In this collaboration, Fraunhofer IAF and Quantum Brilliance are jointly developing precision fabrication techniques for fabricating scalable arrays of diamond qubits. Additionally, Fraunhofer IAF will work on growth processes for diamond substrates of the highest purity and quality. The Quantum Brilliance team has secured exclusive use of the Fraunhofer IAF facility in Freiburg, Germany to ensure productive and accelerated research results. In parallel, a team from the Institute of Quantum Optics at the University of Ulm is developing scalable readout and control techniques for diamond-based qubits, allowing them to be precisely controlled.

According to Mark Mattingley-Scott, Ph.D., European Head of Quantum Brilliance.

“With its research infrastructure and engineering knowledge base, Germany offers a unique setting for developing and producing quantum technology,” Mattingley-Scott said. “In addition, the German government also understands the importance of the field and constantly promotes important basic research. This is why we recently opened our European headquarters in Stuttgart and are focusing on collaborations with research institutes here to be at the forefront of commercializing high-performance quantum microprocessors in the future.”

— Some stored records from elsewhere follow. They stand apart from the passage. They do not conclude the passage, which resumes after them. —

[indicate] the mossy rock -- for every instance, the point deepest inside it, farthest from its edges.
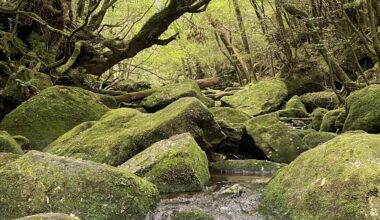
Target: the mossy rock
(195, 214)
(8, 144)
(170, 93)
(24, 84)
(363, 110)
(292, 113)
(278, 142)
(295, 108)
(317, 117)
(339, 179)
(244, 167)
(122, 133)
(329, 120)
(39, 182)
(176, 164)
(6, 158)
(49, 216)
(232, 121)
(306, 77)
(51, 113)
(258, 98)
(316, 138)
(327, 100)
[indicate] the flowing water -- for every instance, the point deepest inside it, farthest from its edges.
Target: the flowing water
(228, 197)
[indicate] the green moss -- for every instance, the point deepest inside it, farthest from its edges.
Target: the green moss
(170, 93)
(8, 144)
(327, 100)
(39, 182)
(329, 120)
(195, 214)
(49, 216)
(277, 141)
(6, 158)
(317, 117)
(258, 98)
(363, 110)
(122, 133)
(24, 84)
(316, 138)
(339, 179)
(232, 121)
(51, 113)
(176, 164)
(295, 103)
(256, 167)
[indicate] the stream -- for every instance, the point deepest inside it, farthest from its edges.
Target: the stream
(228, 197)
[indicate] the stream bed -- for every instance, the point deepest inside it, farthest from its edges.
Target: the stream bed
(228, 197)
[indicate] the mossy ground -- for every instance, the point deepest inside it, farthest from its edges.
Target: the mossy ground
(123, 133)
(259, 98)
(336, 180)
(175, 165)
(170, 93)
(51, 113)
(363, 110)
(39, 182)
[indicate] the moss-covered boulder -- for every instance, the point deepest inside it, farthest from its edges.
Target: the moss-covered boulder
(294, 108)
(363, 110)
(258, 98)
(339, 179)
(8, 144)
(306, 77)
(49, 216)
(194, 214)
(122, 133)
(232, 121)
(329, 120)
(316, 138)
(317, 117)
(38, 183)
(24, 84)
(326, 99)
(51, 113)
(244, 167)
(176, 164)
(276, 140)
(170, 93)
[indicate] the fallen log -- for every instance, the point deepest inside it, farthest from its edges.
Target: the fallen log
(208, 82)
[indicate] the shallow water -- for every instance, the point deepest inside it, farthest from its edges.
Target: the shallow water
(241, 204)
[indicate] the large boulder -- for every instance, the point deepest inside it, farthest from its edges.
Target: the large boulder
(258, 98)
(316, 138)
(277, 141)
(51, 113)
(329, 120)
(165, 95)
(122, 133)
(8, 144)
(294, 108)
(317, 117)
(176, 164)
(339, 179)
(49, 216)
(306, 77)
(24, 84)
(363, 110)
(244, 167)
(38, 182)
(232, 121)
(326, 99)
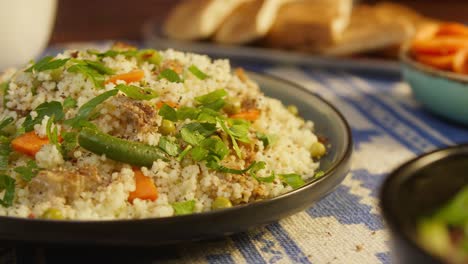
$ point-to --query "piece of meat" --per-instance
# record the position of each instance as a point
(64, 183)
(141, 115)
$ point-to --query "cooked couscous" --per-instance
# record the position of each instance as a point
(132, 133)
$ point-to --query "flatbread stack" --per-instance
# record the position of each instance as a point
(330, 27)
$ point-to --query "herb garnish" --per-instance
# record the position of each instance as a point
(136, 92)
(7, 183)
(292, 179)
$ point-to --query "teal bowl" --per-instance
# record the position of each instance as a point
(443, 93)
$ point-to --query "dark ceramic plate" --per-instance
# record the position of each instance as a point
(416, 189)
(158, 231)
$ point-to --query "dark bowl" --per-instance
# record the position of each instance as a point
(168, 230)
(416, 189)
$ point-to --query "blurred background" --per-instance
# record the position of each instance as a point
(123, 19)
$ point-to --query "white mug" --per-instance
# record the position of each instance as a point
(25, 27)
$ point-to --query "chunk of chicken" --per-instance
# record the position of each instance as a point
(63, 183)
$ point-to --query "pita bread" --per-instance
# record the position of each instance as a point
(248, 22)
(198, 19)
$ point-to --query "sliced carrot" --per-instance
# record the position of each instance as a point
(250, 115)
(133, 76)
(460, 61)
(439, 45)
(144, 188)
(452, 29)
(169, 103)
(443, 62)
(29, 143)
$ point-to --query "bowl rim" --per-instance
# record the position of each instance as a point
(393, 180)
(406, 59)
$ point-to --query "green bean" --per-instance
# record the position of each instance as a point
(130, 152)
(220, 203)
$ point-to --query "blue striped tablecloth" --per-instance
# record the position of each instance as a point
(389, 127)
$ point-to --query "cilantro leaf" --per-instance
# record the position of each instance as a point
(184, 208)
(170, 75)
(149, 55)
(197, 72)
(168, 146)
(88, 72)
(233, 139)
(168, 113)
(85, 111)
(29, 171)
(319, 174)
(47, 63)
(136, 92)
(292, 179)
(69, 102)
(211, 97)
(198, 153)
(187, 113)
(52, 108)
(8, 184)
(5, 151)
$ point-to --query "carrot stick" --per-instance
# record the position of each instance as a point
(250, 115)
(133, 76)
(443, 62)
(169, 103)
(144, 188)
(29, 143)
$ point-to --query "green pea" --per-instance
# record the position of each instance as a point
(232, 106)
(293, 109)
(317, 150)
(53, 214)
(220, 203)
(167, 127)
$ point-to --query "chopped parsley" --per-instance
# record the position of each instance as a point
(184, 208)
(47, 63)
(197, 72)
(50, 109)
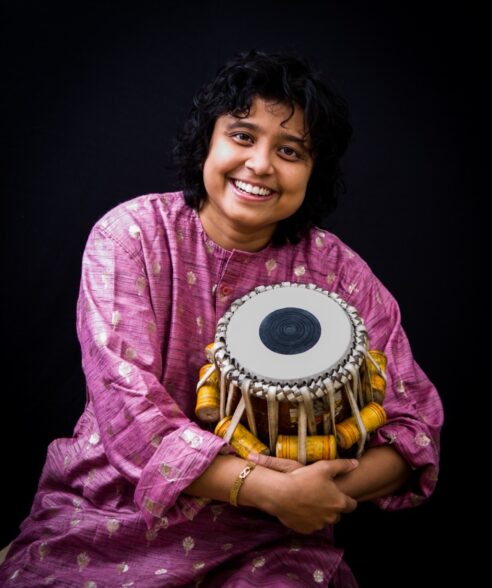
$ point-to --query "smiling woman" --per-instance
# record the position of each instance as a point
(255, 175)
(143, 488)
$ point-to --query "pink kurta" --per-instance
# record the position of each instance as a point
(110, 510)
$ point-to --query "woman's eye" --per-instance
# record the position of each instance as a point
(242, 136)
(289, 152)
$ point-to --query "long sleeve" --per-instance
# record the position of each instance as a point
(412, 404)
(122, 333)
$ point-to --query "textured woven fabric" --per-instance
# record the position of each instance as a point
(109, 510)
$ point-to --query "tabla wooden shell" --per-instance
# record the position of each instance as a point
(270, 386)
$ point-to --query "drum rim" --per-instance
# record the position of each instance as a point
(317, 387)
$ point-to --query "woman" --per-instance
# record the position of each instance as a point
(140, 495)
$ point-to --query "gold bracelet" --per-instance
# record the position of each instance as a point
(250, 466)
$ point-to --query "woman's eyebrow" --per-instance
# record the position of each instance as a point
(238, 124)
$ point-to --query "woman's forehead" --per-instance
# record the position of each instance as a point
(270, 112)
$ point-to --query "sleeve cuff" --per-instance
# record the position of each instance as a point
(418, 448)
(181, 458)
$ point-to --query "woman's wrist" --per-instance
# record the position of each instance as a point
(262, 489)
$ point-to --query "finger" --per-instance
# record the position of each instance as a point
(336, 467)
(351, 505)
(278, 464)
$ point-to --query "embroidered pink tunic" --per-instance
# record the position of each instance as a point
(110, 509)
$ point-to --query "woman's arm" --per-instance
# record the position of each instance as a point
(304, 499)
(381, 472)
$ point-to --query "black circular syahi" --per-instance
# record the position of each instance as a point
(290, 330)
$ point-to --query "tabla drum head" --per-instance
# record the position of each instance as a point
(289, 333)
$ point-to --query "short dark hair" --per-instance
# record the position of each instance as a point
(281, 77)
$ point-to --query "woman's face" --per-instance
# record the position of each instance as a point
(256, 171)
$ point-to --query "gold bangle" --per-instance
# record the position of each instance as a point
(250, 466)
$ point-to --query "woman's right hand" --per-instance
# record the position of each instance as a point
(307, 499)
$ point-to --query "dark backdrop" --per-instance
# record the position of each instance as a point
(94, 94)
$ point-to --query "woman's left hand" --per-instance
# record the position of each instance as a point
(279, 464)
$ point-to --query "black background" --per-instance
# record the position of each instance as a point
(93, 95)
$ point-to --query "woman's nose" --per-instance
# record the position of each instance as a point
(259, 161)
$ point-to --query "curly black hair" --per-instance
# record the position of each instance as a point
(287, 79)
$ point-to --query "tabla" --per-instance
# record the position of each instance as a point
(291, 374)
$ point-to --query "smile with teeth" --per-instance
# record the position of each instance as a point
(250, 189)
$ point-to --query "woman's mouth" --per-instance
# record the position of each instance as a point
(251, 191)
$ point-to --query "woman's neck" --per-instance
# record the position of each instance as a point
(230, 237)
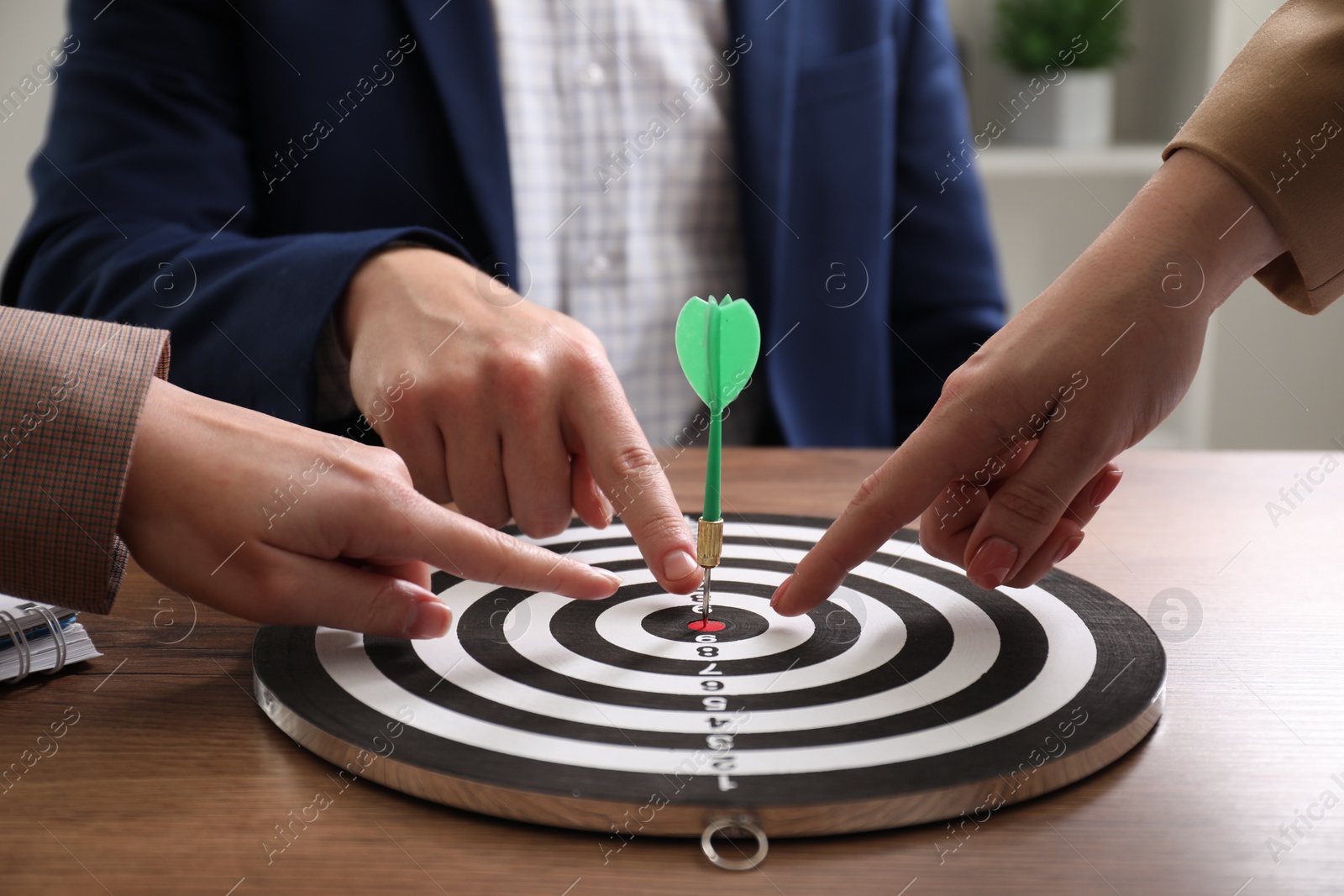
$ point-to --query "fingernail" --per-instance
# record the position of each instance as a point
(1066, 548)
(1104, 488)
(679, 564)
(992, 563)
(428, 620)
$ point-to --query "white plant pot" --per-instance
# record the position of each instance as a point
(1074, 112)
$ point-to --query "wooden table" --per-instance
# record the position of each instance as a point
(171, 779)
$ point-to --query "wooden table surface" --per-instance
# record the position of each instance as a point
(170, 778)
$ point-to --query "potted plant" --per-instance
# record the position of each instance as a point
(1068, 50)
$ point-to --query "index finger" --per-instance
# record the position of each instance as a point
(893, 496)
(631, 476)
(472, 550)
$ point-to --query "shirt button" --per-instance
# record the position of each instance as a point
(598, 266)
(591, 76)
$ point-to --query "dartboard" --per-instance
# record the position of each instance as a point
(911, 694)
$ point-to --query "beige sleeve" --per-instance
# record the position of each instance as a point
(71, 398)
(1274, 123)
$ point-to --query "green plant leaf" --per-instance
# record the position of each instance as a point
(718, 344)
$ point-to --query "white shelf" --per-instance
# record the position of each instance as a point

Quantum Brilliance is among the pioneers in the use of synthetic diamonds in quantum computing. Targeted “impurities” in diamonds – the so-called NV centers in which a nitrogen atom takes the place of a carbon atom in the crystal lattice – are used in this process to generate qubits, the elementary computational units of a quantum computer.

Unlike large quantum computing mainframes that require power-intensive cooling, quantum “accelerators” based on synthetic diamonds can be produced in small form factors and operate at room temperature, allowing their use in a variety of real-world environments. A 19-inch server rack module of its diamond-based quantum accelerator is currently available from Quantum Brilliance. Further miniaturization with a corresponding increase in the number of qubits is expected over the next few years.

About Quantum Brilliance

Founded in 2019, Quantum Brilliance is an Australian-German venture capital-backed quantum computing hardware company that provides quantum diamond accelerators supported by a full stack of software and application tools. Quantum Brilliance’s vision to enable mass deployment of quantum accelerators will propel industries to exploit edge computing applications and next-generation supercomputers. Quantum Brilliance’s international partnerships span North America, Europe and Asia-Pacific, working with governments, supercomputing centers, research organizations and industry leaders.